I have SQL 2019 Enterprise running HA. Both machines have their own disks so they need to have SQL running on startup to have synchronization working.
The issue here is that with Failover Cluster, when I move the role, the secondary STOPS the service and therefor can't failover anymore How do I prevent this?
I think you have mixed up FCI vs AG - and how they work.
For an FCI - you install SQL Server into the cluster with storage allocated to the cluster and shared across nodes. In this configuration, SQL Server will only be running on the node that is currently hosting the instance. When you failover - the storage is 'moved' to the other node and SQL Server is started on that node using the shared storage. This is done in cluster manager and managed completely by the cluster.

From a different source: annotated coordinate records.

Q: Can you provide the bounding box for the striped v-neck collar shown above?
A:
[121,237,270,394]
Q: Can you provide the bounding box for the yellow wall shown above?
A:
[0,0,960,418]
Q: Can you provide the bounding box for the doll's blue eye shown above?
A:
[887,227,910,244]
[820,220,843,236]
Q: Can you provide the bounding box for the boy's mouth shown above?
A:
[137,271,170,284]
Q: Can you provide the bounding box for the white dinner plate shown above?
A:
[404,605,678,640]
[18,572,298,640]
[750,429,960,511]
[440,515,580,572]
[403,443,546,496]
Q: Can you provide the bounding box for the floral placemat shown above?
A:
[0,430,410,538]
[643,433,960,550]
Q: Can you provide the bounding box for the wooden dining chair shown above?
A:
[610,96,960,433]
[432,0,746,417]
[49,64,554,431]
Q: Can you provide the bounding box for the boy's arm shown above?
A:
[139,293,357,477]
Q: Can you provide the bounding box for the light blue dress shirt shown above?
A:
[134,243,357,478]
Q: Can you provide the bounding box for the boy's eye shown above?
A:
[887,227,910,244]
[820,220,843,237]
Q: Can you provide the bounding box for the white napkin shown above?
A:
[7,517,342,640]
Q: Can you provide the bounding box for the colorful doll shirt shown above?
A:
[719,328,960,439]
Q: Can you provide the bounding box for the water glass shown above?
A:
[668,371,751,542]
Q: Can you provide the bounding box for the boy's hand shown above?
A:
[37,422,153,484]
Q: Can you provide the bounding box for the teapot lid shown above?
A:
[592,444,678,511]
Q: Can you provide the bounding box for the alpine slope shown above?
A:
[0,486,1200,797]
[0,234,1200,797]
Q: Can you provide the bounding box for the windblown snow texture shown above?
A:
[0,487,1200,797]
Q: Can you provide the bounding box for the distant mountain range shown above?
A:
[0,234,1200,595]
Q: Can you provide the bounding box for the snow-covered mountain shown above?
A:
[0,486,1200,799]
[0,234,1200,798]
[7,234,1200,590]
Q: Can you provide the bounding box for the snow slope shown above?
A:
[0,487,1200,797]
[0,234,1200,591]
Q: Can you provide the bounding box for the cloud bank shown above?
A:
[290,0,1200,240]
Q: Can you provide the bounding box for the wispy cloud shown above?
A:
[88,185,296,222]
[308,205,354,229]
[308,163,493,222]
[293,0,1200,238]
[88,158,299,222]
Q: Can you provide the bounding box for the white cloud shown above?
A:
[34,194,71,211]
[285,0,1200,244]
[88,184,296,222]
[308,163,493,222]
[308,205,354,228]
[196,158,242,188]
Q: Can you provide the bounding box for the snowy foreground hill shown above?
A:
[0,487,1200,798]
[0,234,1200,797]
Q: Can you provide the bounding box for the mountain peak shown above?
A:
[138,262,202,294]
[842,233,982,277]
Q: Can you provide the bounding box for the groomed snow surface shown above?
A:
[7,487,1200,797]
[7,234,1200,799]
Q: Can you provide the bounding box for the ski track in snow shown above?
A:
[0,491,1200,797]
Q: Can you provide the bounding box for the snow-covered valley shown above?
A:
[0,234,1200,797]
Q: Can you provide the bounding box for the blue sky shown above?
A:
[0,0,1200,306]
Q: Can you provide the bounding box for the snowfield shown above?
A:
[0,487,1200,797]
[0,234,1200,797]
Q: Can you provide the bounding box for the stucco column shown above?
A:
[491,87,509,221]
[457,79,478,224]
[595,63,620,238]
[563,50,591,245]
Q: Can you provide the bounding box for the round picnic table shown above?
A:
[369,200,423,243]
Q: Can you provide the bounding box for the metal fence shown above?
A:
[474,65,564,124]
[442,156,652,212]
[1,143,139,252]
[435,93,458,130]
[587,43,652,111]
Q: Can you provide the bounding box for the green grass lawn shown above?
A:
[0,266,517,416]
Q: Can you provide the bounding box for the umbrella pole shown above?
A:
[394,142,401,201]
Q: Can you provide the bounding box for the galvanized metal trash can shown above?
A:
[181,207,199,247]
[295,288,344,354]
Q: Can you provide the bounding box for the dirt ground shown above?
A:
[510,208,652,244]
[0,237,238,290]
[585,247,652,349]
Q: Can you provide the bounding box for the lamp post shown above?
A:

For an AG - you have separate instances installed on each node. Those instances are not installed into the cluster and there is no shared storage available to the cluster. Each instance has its own storage and is running as a local instance on each node. In this configuration, you create an availability group in SQL Server and failover is managed within SQL Server only. The cluster manager cannot be used to failover the AG.
So the question is - do you actually have an FCI or do you really have an AG? If an AG - then do not attempt to failover any resources using cluster manager, only failover using SQL.
Then what fails the IP over to secondary?
Are you stating two different systems, used completely separately? i.e. FCI is used when you have shared storage, vs AG is when you don't. The question then comes what allows the secondary to take the primary IP etc?
So I have a AG group, but it needs availability group listener that is the FCI?
The listener determines which instance is the primary instance and redirects the connections to that instance. It is configured inside the AG resource that is created - but is wholly managed by SQL Server and not managed by the cluster.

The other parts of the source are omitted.